Mazur è un esponente di spicco, nonché portavoce, della seconda più importante associazione dei magistrati polacchi, “Themis”, e in questo suo ruolo ha denunciato ripetutamente negli ultimi anni lo sfrontato attacco all’indipendenza del potere giudiziario messo in atto dal partito Diritto e Giustizia (PiS), il partito che nelle elezioni del 2015 ha ottenuto la maggioranza assoluta nei seggi nel parlamento di Varsavia.

Il PiS controlla oggi sia il Governo, sia il Parlamento, sia i nuovi enti, tipo la Camera Disciplinare, istituzionalmente deputati a controllare le attività dei magistrati.

Mi trovo in questa situazione – ha detto Mazur al giornalista de Linkiesta – perché ho denunciato ripetutamente e spesso da solo gli evidenti casi di corruzione nella nomina dei giudici che hanno coinvolto l’attuale ministro della giustizia polacco. In uno dei procedimenti disciplinari avviati nei miei confronti mi è stata contestata la circostanza di aver manifestato con dei poster perché un tribunale aveva negato alla Themis  il diritto di riunirsi e parlare delle varie problematiche della nostra categoria. In un altro procedimento, sono incolpato di essermi permesso di chiedere informazioni sui componenti del Consiglio Nazionale della Magistratura che decide sulla nomina dei giudici polacchi e che è stato interamente eletto dal Parlamento violando quindi la nostra Costituzione”.

Il governo polacco, presidiato “militarmente” dal PiS ha via via modificato il sistema delle nomine dei giudici costituzionali stravolgendo così la procedura di composizione della Corte Suprema e del Consiglio Nazionale della Magistratura.

La presidente della Corte Costituzionale viene considerata una persona molto vicina al Ministro della Giustizia e al Primo Ministro polacco Morawiecki.

Con una legge del 2018 proprio l’attuale Ministro della Giustizia Zbigniew Ziobro, deputato e leader del partito, ricopre anche il ruolo di procuratore generale!

A causa dei numerosi provvedimenti attivati nei confronti dei magistrati (attualmente sono pendenti oltre 100 ricorsi) solo per ragioni politiche, al mio collega Czajka è stato imposto il trasferimento dall’ufficio giudiziario penale a quello civile e questo è stato un duro e inaccettabile colpo per un giudice con più di vent’anni di carriera nel campo penale come lui”.

Non si contano i casi raccontati da Mazur di trasferimenti di sede immediati ed improvvisi, anche a centinaia di chilometri dal tribunale in cui prestavano servizio.

Mazur sottolinea anche la vera e propria intimidazione nei confronti dei giudici che avviene attraverso una propaganda programmata per denigrarli.

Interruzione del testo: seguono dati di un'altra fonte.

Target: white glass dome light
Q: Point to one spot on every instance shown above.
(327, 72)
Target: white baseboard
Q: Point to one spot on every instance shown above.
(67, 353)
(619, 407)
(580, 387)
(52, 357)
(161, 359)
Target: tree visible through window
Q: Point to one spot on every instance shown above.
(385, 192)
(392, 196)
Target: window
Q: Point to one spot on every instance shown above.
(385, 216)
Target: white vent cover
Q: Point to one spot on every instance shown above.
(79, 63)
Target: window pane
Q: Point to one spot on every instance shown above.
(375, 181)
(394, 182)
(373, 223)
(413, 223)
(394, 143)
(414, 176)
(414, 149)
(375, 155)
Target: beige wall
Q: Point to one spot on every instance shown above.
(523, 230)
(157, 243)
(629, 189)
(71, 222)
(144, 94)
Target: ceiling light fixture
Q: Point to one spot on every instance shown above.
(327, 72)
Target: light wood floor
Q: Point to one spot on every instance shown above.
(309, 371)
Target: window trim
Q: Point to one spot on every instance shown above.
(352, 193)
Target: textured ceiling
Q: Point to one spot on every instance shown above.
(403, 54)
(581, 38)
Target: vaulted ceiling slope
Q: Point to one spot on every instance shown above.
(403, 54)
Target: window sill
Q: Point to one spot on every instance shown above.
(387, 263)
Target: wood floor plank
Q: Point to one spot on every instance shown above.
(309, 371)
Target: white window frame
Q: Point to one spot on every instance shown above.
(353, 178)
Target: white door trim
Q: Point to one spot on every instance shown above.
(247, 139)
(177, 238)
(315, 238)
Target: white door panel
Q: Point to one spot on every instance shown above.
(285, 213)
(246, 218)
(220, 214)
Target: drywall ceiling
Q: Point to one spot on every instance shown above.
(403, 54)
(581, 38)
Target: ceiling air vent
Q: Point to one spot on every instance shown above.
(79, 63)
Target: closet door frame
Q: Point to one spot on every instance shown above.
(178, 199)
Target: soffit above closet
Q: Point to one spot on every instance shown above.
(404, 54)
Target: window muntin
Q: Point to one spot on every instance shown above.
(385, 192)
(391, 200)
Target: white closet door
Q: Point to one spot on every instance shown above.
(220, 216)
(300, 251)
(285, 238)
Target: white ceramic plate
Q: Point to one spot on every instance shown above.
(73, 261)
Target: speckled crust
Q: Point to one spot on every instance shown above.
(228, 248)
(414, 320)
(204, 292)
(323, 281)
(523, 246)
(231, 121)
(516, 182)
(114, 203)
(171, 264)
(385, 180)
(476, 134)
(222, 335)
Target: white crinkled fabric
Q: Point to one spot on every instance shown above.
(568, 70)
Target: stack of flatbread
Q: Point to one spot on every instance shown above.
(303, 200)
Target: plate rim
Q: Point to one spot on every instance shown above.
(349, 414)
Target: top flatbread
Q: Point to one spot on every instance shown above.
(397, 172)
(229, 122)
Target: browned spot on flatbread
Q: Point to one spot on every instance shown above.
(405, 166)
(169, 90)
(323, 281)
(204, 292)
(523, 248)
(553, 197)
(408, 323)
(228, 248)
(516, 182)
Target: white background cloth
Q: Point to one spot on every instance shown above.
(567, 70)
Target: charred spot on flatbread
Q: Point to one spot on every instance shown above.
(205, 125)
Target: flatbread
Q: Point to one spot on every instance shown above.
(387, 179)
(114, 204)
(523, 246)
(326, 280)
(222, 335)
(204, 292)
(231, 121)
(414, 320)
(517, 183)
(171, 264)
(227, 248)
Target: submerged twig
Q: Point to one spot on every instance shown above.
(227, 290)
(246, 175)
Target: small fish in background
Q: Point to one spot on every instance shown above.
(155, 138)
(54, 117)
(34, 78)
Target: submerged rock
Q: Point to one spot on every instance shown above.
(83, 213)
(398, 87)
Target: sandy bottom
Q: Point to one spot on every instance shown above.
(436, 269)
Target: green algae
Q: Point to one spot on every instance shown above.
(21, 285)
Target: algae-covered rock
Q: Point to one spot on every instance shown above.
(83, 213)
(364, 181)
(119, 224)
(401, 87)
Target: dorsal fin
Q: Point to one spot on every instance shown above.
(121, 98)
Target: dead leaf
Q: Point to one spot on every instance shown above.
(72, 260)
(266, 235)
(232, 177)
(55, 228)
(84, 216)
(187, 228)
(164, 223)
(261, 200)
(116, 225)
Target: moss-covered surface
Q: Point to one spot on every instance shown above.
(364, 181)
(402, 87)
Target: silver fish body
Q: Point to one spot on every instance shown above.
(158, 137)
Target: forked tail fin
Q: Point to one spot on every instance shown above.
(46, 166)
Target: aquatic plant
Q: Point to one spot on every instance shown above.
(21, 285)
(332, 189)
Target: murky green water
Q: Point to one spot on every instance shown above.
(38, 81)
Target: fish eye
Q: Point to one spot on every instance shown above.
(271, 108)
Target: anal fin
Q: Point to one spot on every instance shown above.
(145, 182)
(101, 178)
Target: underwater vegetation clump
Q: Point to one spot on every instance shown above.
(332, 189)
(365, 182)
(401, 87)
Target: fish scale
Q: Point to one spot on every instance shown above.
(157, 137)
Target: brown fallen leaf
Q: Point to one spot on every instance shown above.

Non era raro – ha dichiarato Mazur – durante un pranzo o una cena con la famiglia, assistere in televisione a campagne di propaganda che spesso e volentieri gettavano fango sulla categoria con notizie false o che distorcevano comunque la realtà … in uno spot pubblicitario è stato messo alla berlina un ex giudice che ha rubato dei vestiti da un negozio, senza specificare che era in pensione e senza la minima sensibilità e rispetto per la malattia mentale che gli era stata diagnosticata e accertata”.

Mazur chiude il suo disperato grido di dolore con una amara riflessione “il clima intimidatorio ha portato i giudici indipendenti, sempre più pochi, a battersi nelle aule per il rispetto della legge e a radunarsi in una sorta di “resistenza giudiziaria”.

In questo contesto, che dobbiamo ricordarci tocca un paese membro dell’Unione Europea e vicino ai nostri confini, è necessario un messaggio forte e chiaro che giunga da Bruxelles.

La Corte di Giustizia ha fatto la sua parte. Adesso tocca alla politica comunicare al governo di Morawiecki che per stare in Europa bisogna rispettarne i valori non solo, come ha detto giustamente il nostro Presidente del Consiglio, fare degli affari.